Like many parents, and I wish there were more, I think my children are spectacular, most days. I don’t think they’re perfect, nor do I want them to be perfect. No child needs the pressure of perfection, but I do want them to be the best they can be. Each of my children is so very different and being their best means very different things. I think anyone who says they raised multiple children exactly the same way does at least one of them a disservice. No two people are the same and to treat children as such is so unfair, especially to one who might not quite fit the mold. I believe in expectations for kids and my children know what the expectations are. Do they live up to them all the time? Of course not, but I don’t live up to my own expectations all the time, so thank God for forgiveness and moving forward. Without it, we’d all be lost.

As far as my career, it was only recently that I realized that full time motherhood is a career choice instead of a life choice. I feel blessed that I have been able to be a full time mom, especially as that career is headed toward its inevitable end. I don’t judge anyone who chooses or wants to work. As a matter of fact, I know a few moms that are better parents because they work. I am thankful that we live in a country where either choice is available. For me, though, hanging with my kids is one of my favorite pastimes and volunteering and being involved in their activities in their younger days is a joy for me.
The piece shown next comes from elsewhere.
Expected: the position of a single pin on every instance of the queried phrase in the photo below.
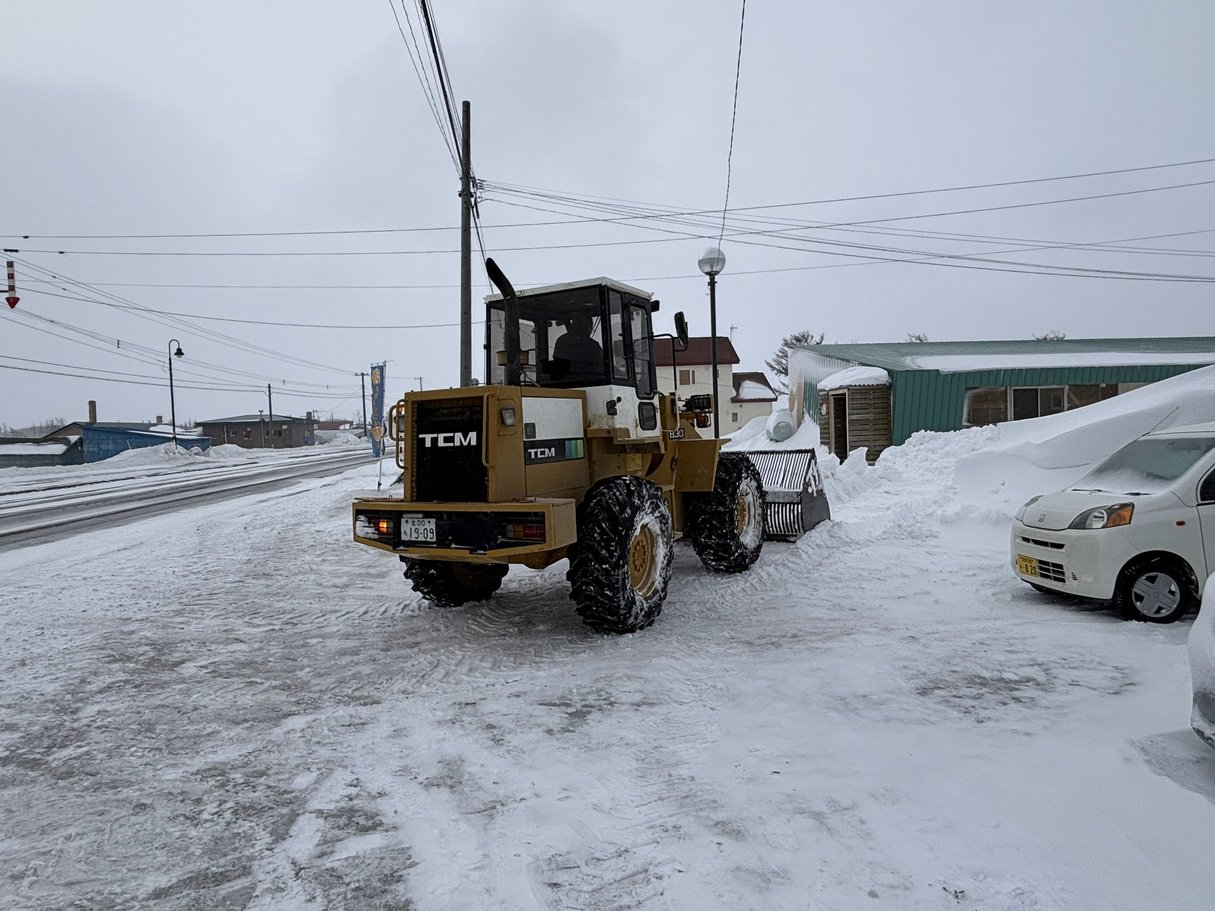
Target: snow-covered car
(1202, 667)
(1139, 530)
We’ve made homemade cookies together, taken countless trips to the zoo, local museums and other local attractions. We’ve had a great run and have a few more years of hanging together, and I cherish every family dinner, outing and conversation we have. I am also grateful, though, that I’ve re-discovered my love of writing the past few years and not just for my own enjoyment. Starting this blog has been one of the most rewarding things I’ve done for myself and I am grateful for each of my readers and feel a huge responsibility to bring you the best writing I can deliver. Thank you for being a part of the process.
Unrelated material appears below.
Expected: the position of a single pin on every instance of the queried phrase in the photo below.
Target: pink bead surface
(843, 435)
Then there’s the body. Crap! If there’s one part of my life I’ve neglected, there it is. As a young woman, I smoked. When you smoke, staying thin is so much easier. I quit after my oldest was born because I just couldn’t imagine damaging his little pink lungs. It was the most difficult thing I’ve ever done and one of the things I’m most proud of that I’ve ever done, but it’s had its consequences too. After my first birth, I was back in shape in three weeks and all was well. I think I replaced my addiction to cigarettes with my baby and exercise. My dad died after son number two and was in the process of dying through the entire pregnancy. I gained 65 pounds and didn’t recover well afterward. Ironically, I gained no weight with my third son until the day he was born by emergency c-section when I gained 12 pounds from all the drugs. The trauma my poor body went through in those three or so years between my second and third child still lingers twelve years later because taking care of others became the focus of my life, especially my child with extraordinary needs. As my children become independent young men, I find that I want to take better care of my body, not by beating it into submission through exercise and restrictive and punishing dieting, but by learning to make my health a loving priority that will help me feel better for a lifetime. It’s a process for sure, but one that is teaching me so much about myself, my life and how I want to be in this world.
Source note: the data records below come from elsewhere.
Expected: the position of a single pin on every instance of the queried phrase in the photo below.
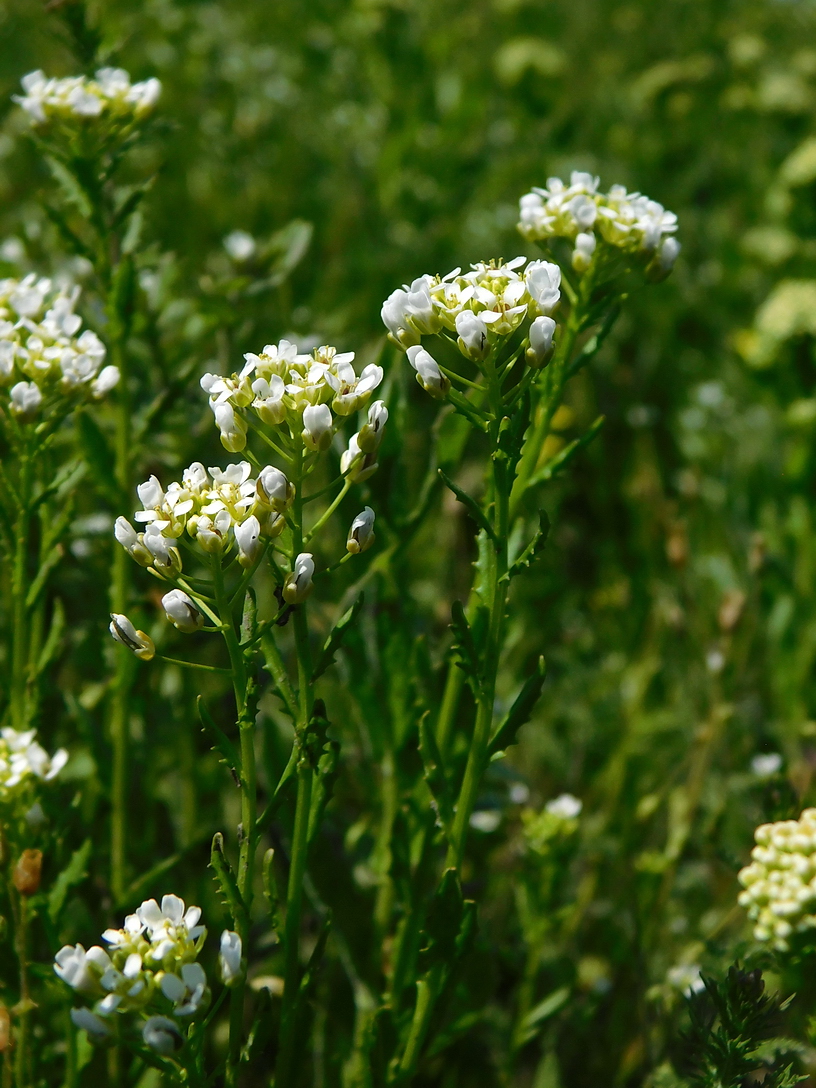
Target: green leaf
(335, 639)
(465, 646)
(543, 1011)
(223, 744)
(72, 875)
(533, 548)
(559, 462)
(443, 923)
(226, 880)
(472, 507)
(435, 773)
(520, 712)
I’ve always said I planned to live to be at least 100 years old, so maybe my writer’s block was a way for me to process a mid-life crisis. Maybe this time of falling leaves and falling temperatures is teaching me what I need to let fall from my life as I enter the Autumn season of my parenting. Maybe this writer’s block combined with turning fifty is exactly what I need at this point in my life. One thing I know for sure is that I feel so very blessed that the block is gone and the words are flowing once again. I’m excited to see where it will take me and I look forward to sharing the journey with all who care to come along for the ride. Thanks for being you and have a great day!!